High-rolling executives, with the money to spare on cutting-edge health assessments and not limited by insurance considerations, are proving to be early adopters of costly gene scans that the average consumer would still consider a luxury expenditure.

DTC genomics firm 23andMe, which prices its genome scan service at $429, boasts Google co-founder Sergey Brin as an investor and customer. 23andMe was co-founded by Brin's wife Anne Wojcicki. Another example of an executive early adopter is John West, CEO of Novocell and a former executive at Solexa and Illumina. West, his wife, and their two children have all gotten gene scans through 23andMe and have had their whole genomes sequenced through Illumina's service, which recently cut its price from $48,000 to $19,500 per genome.

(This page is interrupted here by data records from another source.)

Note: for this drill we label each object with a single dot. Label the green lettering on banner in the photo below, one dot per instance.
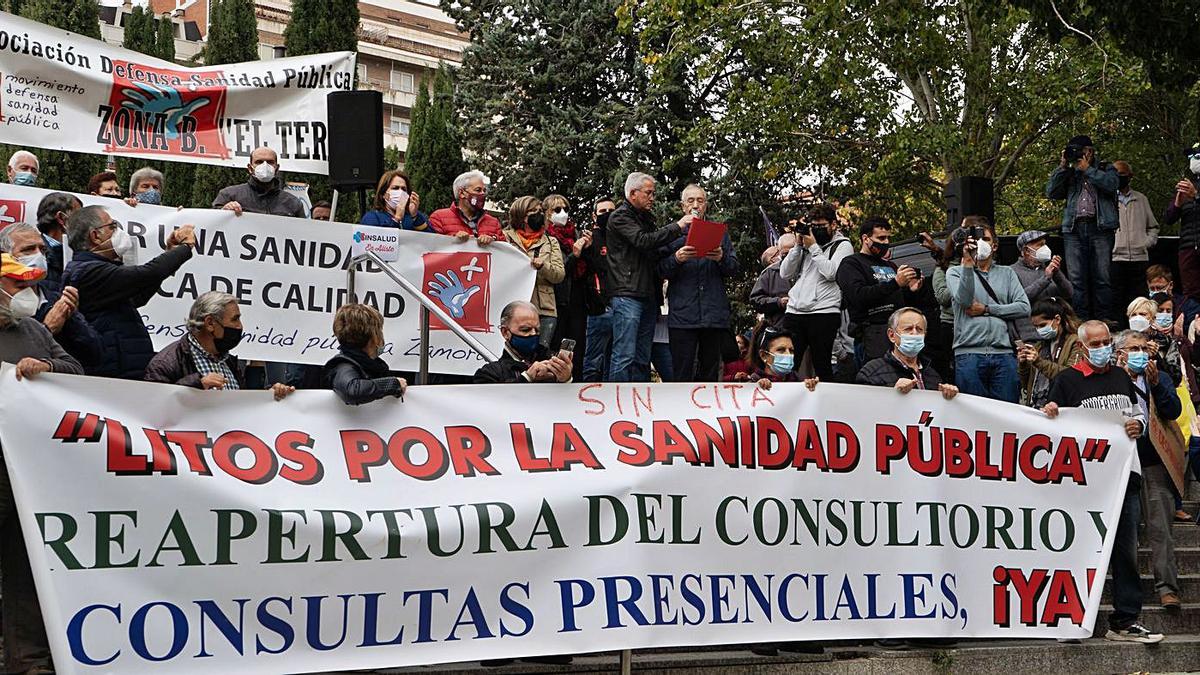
(185, 547)
(59, 545)
(621, 520)
(106, 538)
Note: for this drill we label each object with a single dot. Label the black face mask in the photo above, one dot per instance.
(228, 341)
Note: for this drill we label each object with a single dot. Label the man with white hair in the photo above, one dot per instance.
(23, 168)
(203, 358)
(145, 187)
(634, 282)
(466, 217)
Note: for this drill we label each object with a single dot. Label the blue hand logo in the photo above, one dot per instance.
(162, 100)
(451, 293)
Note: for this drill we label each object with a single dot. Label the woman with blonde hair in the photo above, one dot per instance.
(527, 231)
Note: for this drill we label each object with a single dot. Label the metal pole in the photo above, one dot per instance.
(423, 376)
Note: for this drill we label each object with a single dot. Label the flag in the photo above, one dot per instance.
(772, 234)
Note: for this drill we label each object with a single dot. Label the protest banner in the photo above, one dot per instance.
(289, 278)
(179, 530)
(66, 91)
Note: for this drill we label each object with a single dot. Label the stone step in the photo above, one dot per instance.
(978, 657)
(1189, 589)
(1187, 560)
(1153, 616)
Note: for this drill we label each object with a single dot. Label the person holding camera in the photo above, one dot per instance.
(1185, 209)
(873, 287)
(988, 299)
(814, 304)
(1090, 222)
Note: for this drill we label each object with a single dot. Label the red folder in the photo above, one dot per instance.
(705, 236)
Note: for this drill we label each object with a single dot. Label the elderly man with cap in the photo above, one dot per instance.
(25, 342)
(1090, 221)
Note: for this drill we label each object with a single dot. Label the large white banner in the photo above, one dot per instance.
(65, 91)
(289, 276)
(185, 531)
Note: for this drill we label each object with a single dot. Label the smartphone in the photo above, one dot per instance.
(567, 348)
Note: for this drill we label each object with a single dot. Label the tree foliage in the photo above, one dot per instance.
(435, 149)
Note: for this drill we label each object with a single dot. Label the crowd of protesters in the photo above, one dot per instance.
(623, 297)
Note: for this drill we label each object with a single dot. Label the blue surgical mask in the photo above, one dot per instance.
(783, 364)
(149, 197)
(525, 345)
(1138, 360)
(911, 345)
(1099, 357)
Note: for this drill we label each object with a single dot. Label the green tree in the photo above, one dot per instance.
(552, 97)
(435, 150)
(165, 40)
(233, 39)
(58, 169)
(318, 27)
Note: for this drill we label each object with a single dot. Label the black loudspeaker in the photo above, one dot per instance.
(355, 139)
(969, 196)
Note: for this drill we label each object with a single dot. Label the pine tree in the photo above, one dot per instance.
(435, 149)
(59, 169)
(233, 39)
(318, 27)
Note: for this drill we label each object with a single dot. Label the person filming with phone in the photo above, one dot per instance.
(988, 299)
(1090, 221)
(525, 358)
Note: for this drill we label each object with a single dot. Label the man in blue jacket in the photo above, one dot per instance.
(111, 291)
(697, 300)
(1090, 222)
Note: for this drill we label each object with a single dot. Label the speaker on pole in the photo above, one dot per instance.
(355, 139)
(969, 196)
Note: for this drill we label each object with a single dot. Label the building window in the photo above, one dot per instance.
(403, 82)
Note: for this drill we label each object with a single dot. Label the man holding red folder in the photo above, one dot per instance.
(635, 286)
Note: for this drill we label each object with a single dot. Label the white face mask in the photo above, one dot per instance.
(22, 305)
(1139, 323)
(264, 172)
(37, 261)
(983, 251)
(397, 199)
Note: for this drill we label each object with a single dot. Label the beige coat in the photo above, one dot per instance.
(551, 273)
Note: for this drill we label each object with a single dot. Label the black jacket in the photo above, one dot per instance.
(509, 369)
(696, 288)
(177, 365)
(870, 293)
(634, 246)
(768, 288)
(887, 370)
(109, 297)
(352, 382)
(77, 336)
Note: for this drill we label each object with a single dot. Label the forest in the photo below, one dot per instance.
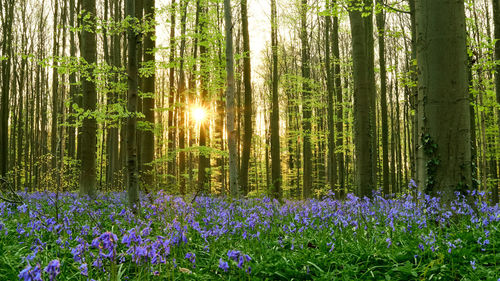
(249, 139)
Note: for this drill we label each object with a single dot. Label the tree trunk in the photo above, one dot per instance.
(275, 114)
(306, 102)
(443, 92)
(364, 101)
(496, 22)
(247, 108)
(89, 127)
(148, 102)
(230, 107)
(133, 189)
(171, 98)
(332, 163)
(383, 100)
(181, 92)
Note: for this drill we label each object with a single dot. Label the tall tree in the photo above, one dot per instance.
(443, 95)
(181, 92)
(133, 188)
(306, 101)
(55, 86)
(148, 102)
(247, 107)
(204, 158)
(275, 110)
(338, 105)
(230, 105)
(6, 72)
(171, 98)
(361, 16)
(496, 25)
(332, 164)
(89, 126)
(380, 18)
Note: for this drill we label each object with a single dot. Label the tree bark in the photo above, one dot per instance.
(148, 102)
(275, 110)
(247, 108)
(89, 127)
(133, 188)
(443, 95)
(380, 18)
(306, 102)
(364, 101)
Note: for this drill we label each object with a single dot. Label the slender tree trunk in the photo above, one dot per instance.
(443, 92)
(89, 127)
(275, 111)
(332, 163)
(55, 86)
(4, 99)
(496, 22)
(148, 102)
(181, 92)
(230, 107)
(339, 108)
(72, 85)
(247, 108)
(133, 189)
(306, 102)
(383, 99)
(364, 101)
(204, 158)
(171, 99)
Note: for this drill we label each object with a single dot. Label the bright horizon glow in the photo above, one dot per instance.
(199, 114)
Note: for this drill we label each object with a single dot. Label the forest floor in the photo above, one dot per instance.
(66, 237)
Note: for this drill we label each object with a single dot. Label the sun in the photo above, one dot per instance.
(198, 113)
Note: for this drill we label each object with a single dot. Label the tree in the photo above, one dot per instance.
(275, 110)
(171, 98)
(380, 18)
(133, 188)
(364, 95)
(89, 126)
(332, 164)
(306, 101)
(443, 95)
(204, 158)
(148, 102)
(247, 107)
(496, 25)
(230, 106)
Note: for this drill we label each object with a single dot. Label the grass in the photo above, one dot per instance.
(260, 239)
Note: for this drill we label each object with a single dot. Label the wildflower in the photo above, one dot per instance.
(473, 264)
(191, 257)
(53, 269)
(31, 274)
(233, 254)
(84, 270)
(223, 265)
(389, 242)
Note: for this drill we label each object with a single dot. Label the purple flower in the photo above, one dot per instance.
(233, 255)
(31, 274)
(389, 242)
(223, 265)
(53, 269)
(191, 257)
(473, 264)
(84, 270)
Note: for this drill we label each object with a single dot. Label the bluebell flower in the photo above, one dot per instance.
(223, 265)
(84, 270)
(53, 269)
(473, 264)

Additionally, it is worth noting that Scripps Health, which serves a highly educated and wealthy population of San Diego and surrounding Southern California., has implemented programs to encourage adoption of genetic testing within its hospitals. Last year, Scripps Green Hospital in San Diego led an effort to test stent procedure patients for their CYP2C19 status using Quest's testing service (PGx Reporter 10/28/09).

This current partnership between Navigenics and Scripps to provide genetic testing for executives builds on an existing relationship cemented two years ago, when Scripps Translational Research Institute joined Navigenics, Affymetrix, and Microsoft to conduct a 20-year study to determine the long-term behavioral impact of personal genetic testing. Under the program, as many as 10,000 Scripps Health system employees, family members, and friends are being offered genetic scans through Navigenics (PGx Reporter 10/15/08).

Mountain View, Calif.-based El Camino Hospital, which also serves a community of well-off and tech-savvy residents, also offers genetic testing and counseling to all patients presenting to the hospital (PGx Reporter 04/01/09).